Wishbone - You're Gonna Miss Me / Riverboat - 7

You're Gonna Miss Me / Riverboat - 7"
Celebration - 1971


Michael Panontin
YouTube must be getting slack these days. When I clicked on Wishbone's 1971 hit 'You're Gonna Miss Me', there was not a single reference to the Grass Roots in the Suggestions sidebar. That song, the first of two singles the group released that year, is a pretty shameless rip-off of the Roots' 'Midnight Confessions', from those opening brass horn riffs right through to the catchy chorus.

The Toronto-based band was produced by Barry Keane, a drummer who would later go on to record a dozen or so albums with Gordon Lightfoot. Keane, who at the time was just twenty years old and working as an A & R man for Quality Records, told Modern Drummer magazine, "I got in touch with a friend of mine, a songwriter [Paul Gross], and I gave him some recordings of Tommy James and the Shondells, some Grass Roots, and some other commercially successful people of the time. I said, 'Write some songs like that.'"

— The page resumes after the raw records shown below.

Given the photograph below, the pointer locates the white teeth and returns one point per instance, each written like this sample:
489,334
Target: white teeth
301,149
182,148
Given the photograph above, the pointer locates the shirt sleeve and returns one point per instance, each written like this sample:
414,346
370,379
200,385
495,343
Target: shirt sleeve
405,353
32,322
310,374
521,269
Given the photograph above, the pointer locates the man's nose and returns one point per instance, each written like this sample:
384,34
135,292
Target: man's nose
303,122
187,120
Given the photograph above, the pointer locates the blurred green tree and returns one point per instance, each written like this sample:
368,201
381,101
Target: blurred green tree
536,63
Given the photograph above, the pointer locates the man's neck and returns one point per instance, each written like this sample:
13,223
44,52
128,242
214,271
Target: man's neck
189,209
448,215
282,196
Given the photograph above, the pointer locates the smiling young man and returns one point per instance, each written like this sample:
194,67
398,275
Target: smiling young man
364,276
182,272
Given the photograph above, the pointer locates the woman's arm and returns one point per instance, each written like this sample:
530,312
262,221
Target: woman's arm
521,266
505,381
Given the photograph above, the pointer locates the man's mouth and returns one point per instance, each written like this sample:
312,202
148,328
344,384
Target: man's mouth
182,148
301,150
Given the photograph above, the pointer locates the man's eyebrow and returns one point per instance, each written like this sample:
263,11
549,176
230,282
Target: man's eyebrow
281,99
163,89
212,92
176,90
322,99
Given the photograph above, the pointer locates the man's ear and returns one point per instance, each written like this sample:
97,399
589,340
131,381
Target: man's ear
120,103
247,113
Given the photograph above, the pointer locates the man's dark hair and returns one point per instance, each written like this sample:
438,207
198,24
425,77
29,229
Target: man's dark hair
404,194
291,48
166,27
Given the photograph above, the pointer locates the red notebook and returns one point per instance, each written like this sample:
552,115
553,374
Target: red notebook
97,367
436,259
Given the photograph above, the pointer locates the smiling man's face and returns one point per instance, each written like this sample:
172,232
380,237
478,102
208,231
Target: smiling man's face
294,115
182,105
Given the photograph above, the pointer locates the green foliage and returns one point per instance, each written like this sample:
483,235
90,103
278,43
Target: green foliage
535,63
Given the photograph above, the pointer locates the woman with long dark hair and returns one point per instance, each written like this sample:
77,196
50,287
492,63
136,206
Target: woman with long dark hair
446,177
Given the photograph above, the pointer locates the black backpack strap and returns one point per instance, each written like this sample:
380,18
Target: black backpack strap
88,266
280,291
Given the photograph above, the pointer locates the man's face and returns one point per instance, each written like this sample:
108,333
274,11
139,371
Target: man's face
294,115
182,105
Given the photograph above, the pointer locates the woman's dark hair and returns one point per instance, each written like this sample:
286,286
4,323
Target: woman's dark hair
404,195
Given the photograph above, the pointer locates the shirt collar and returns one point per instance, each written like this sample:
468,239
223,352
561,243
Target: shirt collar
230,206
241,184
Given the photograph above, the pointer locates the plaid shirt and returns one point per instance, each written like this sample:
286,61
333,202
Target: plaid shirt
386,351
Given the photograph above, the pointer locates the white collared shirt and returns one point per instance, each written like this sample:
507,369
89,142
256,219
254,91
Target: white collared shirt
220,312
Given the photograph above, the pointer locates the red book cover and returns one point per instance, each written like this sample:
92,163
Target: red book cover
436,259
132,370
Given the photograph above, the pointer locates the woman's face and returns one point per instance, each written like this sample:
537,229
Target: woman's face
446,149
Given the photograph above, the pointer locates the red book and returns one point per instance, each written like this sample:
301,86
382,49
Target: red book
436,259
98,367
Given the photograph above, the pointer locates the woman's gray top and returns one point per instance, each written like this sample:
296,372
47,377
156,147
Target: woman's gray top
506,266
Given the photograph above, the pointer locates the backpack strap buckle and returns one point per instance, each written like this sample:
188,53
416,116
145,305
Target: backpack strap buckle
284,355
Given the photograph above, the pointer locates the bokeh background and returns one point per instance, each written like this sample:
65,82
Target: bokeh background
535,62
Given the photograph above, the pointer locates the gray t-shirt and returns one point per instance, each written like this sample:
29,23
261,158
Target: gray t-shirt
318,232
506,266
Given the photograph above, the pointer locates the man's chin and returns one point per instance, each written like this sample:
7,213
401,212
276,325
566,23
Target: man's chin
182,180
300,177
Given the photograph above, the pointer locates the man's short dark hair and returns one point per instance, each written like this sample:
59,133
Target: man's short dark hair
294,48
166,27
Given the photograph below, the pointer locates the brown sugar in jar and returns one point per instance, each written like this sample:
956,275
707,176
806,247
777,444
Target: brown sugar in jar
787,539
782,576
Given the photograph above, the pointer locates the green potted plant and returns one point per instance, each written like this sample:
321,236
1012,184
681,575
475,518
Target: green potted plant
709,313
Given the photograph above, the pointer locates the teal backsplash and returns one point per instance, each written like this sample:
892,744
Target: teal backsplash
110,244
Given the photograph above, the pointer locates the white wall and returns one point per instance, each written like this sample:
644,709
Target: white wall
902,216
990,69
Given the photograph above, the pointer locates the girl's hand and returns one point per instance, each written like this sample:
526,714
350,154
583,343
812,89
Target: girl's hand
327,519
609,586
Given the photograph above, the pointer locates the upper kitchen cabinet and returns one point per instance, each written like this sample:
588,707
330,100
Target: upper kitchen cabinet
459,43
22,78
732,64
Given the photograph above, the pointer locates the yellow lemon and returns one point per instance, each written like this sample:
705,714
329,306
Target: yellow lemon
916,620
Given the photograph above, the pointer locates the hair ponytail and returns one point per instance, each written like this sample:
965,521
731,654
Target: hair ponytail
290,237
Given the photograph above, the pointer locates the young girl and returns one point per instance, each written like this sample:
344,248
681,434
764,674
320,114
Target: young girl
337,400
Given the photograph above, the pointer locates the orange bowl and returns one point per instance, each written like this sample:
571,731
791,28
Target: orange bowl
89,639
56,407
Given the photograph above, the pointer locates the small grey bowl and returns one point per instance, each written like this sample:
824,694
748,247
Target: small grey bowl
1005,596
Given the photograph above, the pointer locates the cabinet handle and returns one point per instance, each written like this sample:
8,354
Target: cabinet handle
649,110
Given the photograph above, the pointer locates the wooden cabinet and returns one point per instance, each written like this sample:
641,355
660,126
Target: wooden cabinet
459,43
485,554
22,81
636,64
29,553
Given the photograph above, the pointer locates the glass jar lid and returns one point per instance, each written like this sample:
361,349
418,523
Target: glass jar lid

Which of course Gross most certainly did. 'You're Gonna Miss Me' was issued in April 1971 on the Celebration label and then rush-released south of the border on Scepter. Though actual facts out there in cyberland are hard to come by, enthusiastic commenters tell us that the disc charted in various places from Toronto and Kingston to Windsor/Detroit (where it was spun on the powerhouse CKLW-AM and its chief rival across the Detroit River, WKNR) and even as far as WHLA-AM in Madison, Wisconsin.

But if Gross' memory serves, that was just the tip of the iceberg. "We had a top-10 hit in Canada and made a deal with Scepter Records, and the record was just starting to cook," he recalled. "It was on almost 150 stations in the States. I think it was the #1 record in Tucson, Arizona, and was really happening in some places."

Until of course it met up with the real thing. "Then the Grass Roots released a record called 'Sooner or Later' and our record just died. The radio stations decided they wanted to play the Grass Roots, not some band from Canada that sounded like the Grass Roots."